Lately, Sam was sleeping nearly all day. There were purple circles under his eyes. The more he slept, the darker they were. The family and Meredith no longer discussed his condition. Sam tried to keep his word about staying clean, but he never did. He was back at it. Meredith knew he was going through her purse, stealing more bits and pieces from the house. Candlesticks. A silver tea set. Whatever he could get his hands on. His one interest outside of procuring drugs was the parrot. He cut up oranges for the bird, bought fresh lettuce, made certain there was plenty of seed and biscuits; he spent hours trying to teach the bird a few choice curse words. Fuck a duck was the one Connie had recently learned to repeat.
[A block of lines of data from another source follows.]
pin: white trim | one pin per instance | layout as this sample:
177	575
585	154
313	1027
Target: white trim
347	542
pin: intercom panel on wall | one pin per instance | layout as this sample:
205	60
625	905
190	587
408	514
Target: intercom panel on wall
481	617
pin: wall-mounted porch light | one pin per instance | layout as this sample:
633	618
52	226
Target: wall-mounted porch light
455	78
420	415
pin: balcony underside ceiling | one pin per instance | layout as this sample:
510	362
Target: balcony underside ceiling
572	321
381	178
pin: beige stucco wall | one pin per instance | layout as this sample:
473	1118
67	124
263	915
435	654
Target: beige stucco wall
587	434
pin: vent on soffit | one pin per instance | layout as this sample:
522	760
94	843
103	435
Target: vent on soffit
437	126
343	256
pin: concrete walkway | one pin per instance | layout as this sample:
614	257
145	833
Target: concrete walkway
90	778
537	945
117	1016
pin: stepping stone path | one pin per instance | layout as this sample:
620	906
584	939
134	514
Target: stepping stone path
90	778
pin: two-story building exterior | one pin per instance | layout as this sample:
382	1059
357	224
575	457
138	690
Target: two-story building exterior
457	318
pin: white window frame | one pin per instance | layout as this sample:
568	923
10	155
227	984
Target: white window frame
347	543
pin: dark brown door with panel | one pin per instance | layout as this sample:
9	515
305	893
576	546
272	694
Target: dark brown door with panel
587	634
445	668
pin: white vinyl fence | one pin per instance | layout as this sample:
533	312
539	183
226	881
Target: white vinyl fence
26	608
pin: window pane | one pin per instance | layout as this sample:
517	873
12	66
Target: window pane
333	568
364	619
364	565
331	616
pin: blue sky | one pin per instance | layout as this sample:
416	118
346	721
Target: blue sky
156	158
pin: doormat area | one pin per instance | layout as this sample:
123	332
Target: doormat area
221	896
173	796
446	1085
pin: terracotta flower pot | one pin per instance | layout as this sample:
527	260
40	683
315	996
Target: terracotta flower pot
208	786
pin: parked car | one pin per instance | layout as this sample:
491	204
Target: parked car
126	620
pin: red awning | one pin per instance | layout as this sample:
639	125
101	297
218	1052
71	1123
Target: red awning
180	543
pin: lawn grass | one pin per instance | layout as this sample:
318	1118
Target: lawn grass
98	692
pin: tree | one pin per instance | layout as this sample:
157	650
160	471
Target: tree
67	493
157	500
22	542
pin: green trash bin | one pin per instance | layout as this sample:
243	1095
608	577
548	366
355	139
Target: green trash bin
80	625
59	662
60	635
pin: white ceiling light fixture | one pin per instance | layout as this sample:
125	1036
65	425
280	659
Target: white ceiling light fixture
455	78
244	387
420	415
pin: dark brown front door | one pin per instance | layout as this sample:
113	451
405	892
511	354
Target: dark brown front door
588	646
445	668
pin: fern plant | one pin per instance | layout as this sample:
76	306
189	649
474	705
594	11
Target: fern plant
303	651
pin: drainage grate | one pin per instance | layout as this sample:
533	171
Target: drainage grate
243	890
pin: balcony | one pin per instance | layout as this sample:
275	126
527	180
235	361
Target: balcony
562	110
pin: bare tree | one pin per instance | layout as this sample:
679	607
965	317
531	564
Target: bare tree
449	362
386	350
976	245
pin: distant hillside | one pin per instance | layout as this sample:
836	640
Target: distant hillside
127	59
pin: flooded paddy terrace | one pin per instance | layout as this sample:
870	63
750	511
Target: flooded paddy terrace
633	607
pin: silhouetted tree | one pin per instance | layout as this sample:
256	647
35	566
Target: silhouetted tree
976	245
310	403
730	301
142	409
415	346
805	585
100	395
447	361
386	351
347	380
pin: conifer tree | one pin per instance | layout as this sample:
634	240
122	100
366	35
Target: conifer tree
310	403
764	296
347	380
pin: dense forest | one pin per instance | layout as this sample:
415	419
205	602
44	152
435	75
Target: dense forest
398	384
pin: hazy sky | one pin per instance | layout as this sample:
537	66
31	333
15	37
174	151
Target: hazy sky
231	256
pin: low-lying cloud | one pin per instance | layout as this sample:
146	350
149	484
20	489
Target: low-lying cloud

“You have a date,” Sam said as Meredith and Daniel approached. “Where’d you find him, on the side of the road?”
“At the library,” Meredith said.
“Get out,” the parrot said. “Fuck a duck.”
“I was trying to teach him to say Fuck you, Cynthia, make it really personal and meaningful, but he simply won’t do it.”
“He just says You,” Blanca said.
Sam was studying Daniel. Six feet tall, shaggy hair, wearing an old overcoat, his briefcase in hand. A teacher type for certain.
“Dump this guy, Meredith. He’s a nerd. Just look at him. Who the hell carries a briefcase around?”
“I’m a physicist.” Daniel Finch sat down across the table from Sam. He could see how dilated the kid’s eyes were. He noticed the scabs on Sam’s face. Opiates were itchy.
“Yeah, well, why don’t you tell me what our purpose on earth is if you’re so fucking smart?”
“That’s for the philosophers to figure out. I don’t deal with the meaning of life, just the essence.”
“Touché,#8221; Sam said. “Good one. Who needs meaning, right? Fuck meaning.”
“Sam,” Blanca said.
“Ef meaning. Is that better? We all know what it effing means, we just don’t say it. That’s the proper way to live in the world. Avoid truth at all costs.”
Sam had lost a good deal of weight since the incid
ent with the chalk. He didn’t seem like anyone’s little boy anymore. He looked worn, and when he got ornery like this, bitter. Sometimes Meredith felt she could see the old man he would become in the way his face was settling. His hands shook when he was high and Meredith noticed they were shaking now.
“So are you going to fuck him now or later?” Sam asked her.
Blanca put her hands over her ears. “Stop saying that word!”
“Sorry, Peabee.” Sometimes Sam forgot Blanca was only a kid. She seemed so old. He probably said too much in front of her. Showed her too much of what was inside him. “I’m on a talking jag,” he apologized to one and all. “Don’t listen to me.”
“He said Cynthia might kill us,” Blanca told Meredith. “That’s why we had to get out of the house. That’s why we’re out here. She was a murderess who would kill us in our sleep.”
“I meant she would kill us emotionally,” Sam said. “Spiritually. She’s already murdered me.”
“That’s not what you said,” Blanca insisted. “You said she would come after me with a carving knife. That we might have to fly away.”
“Well, she might!” Sam said. “You know we can’t trust her.”
“Sam!” Meredith said. No wonder poor Blanca always looked worried.
“I don’t know what I said,” Sam told his sister. “I was rambling. It was just a what-if situation. Do you think I’d ever let someone get to you with a carving knife? I’d cut them in two first.”
Blanca looked cheered. “Really?”
“Maybe in three parts.”
“I’ll get them to bed,” Meredith told Daniel. “Don’t disappear.”
“Yes, my sister is an infant and I’m six,” Sam said. “Put us to bed, nanny dear.”
“It’s chilly out here for Connie, did you ever think of that?” Meredith asked him.
Sam slipped the parrot into his coat pocket. “I thought you were used to the cold climate of Connecticut,” he said to his pet.
While Meredith guided the kids inside, Daniel was considering her theory — that the deepest attachment of all was not to a person or a situation, but to a time. He was thinking about the way he couldn’t stop looking at her.